Figure 2. Share of working-age people (aged 16 to 64) having reported longstanding illnesses in 2002. Per cent.

Source: Results from the Labour Force Survey ad hoc module for the year 2002. Eurostat.

Before the decision about the eventual mode of asking it was necessary to know in what way responding changes when the mode of asking alters. Even if the question searches for information based on facts, the interviewees go through a set of different cognitive processes when answering that have an effect on responding. These are: 1) understanding and interpreting the question, 2) recall and assessment, 3) formulation of the response, and 4) actual responding (Ahola el al. 2002).

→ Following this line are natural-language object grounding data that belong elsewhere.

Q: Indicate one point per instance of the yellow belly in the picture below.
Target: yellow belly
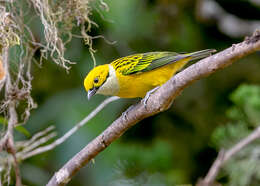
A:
(137, 85)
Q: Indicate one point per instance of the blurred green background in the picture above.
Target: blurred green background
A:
(173, 147)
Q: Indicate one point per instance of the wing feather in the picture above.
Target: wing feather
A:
(144, 62)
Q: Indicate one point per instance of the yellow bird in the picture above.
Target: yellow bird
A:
(135, 75)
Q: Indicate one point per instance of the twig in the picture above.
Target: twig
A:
(159, 101)
(224, 156)
(70, 132)
(7, 142)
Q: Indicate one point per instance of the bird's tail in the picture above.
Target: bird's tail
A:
(200, 54)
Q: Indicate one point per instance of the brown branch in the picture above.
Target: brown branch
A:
(7, 142)
(224, 156)
(160, 101)
(28, 152)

For this reason it was decided to use a comparative array, where the same interviewee was asked about illnesses in different ways and it was then compared how the responding changes. First, a so-called open question was asked (see Table 1, mode of asking 1), where first a yes/no answer was requested and after a yes answer, it was specified what kinds of illnesses or activity difficulties the respondent had. The intention was thus to exclude those respondents who do not have illnesses, and thus lighten the interview burden among those who are completely healthy.

When the whole questionnaire was tested for other questions as well, we returned to longstanding illnesses by means of the list of illnesses recommended by Eurostat (Table 1, mode of asking 2). The mode of asking was thought to influence particularly recalling of illnesses, but the interpretations of the question may also vary when the respondent gains more information about what type of information is being sought. In addition to this, different formulations were tested in the open questions, but the number of persons taking part in the pre-testing was so low that the material was not sufficient for studying differences in formulations.

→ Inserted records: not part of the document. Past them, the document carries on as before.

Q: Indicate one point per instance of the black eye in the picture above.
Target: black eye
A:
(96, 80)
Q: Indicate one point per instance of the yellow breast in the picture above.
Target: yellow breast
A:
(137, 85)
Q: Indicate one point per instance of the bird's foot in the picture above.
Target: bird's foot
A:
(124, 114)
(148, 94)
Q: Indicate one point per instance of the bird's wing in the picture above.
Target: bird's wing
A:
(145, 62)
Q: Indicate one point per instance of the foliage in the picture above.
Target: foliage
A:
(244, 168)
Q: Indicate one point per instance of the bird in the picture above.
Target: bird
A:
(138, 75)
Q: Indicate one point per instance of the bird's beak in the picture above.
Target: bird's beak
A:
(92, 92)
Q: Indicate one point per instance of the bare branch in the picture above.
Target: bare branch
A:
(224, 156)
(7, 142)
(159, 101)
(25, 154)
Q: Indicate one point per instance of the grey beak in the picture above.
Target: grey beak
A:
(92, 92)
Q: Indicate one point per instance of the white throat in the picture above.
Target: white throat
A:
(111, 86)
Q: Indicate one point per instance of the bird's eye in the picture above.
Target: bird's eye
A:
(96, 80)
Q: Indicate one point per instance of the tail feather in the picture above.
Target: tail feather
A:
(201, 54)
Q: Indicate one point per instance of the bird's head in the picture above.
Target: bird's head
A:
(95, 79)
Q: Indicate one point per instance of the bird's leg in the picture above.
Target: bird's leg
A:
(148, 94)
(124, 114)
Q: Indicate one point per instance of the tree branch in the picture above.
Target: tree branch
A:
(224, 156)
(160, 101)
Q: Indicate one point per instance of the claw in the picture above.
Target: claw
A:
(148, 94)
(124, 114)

Table 1. Tested modes of asking.

Mode of asking 1: open question Mode of asking 2: structured list
Next I will ask about your longstanding
health problems. I mean by
longstanding such illnesses or health
problems that have lasted or will last
for at least six months or are
recurrent. It need not be diagnosed by
a doctor. Please also consider health
problems controlled with medication.

Do you have any chronic illness or
other longstanding health problem?

1) Yes, one
2) Yes, several
3) No illnesses.
Do you have any of the following 
longstanding health problems:

01. Musculoskeletal disorder related 
     to arms or hands?

02. Musculoskeletal disorder related 
     to legs or feet? 

03. Neck, shoulder or back disorder?

04. Heart or blood-vascular disease?

05. Diabetes?

06. Respiratory disease?

07. Cancer?

08. Internal organ or digestive system disease 
     (liver, kidneys, pancreas, bowels)?

09. Migraine or other severe headache?

10. Skin disease?

11. Learning difficulty, such as dyslexia?

12. Epilepsy?

13. Depression?

14. Chronic anxiety?

15. Other mental problem?

16. Mental disability

17. Some progressive disease (e.g. MS, HIV, 
     Alzheimer's disease, Parkinson's disease)?

18. Some other longstanding illness or 
      health problem (thyroid problems)?

If response 1 or 2:

Which illness or health problem do you have?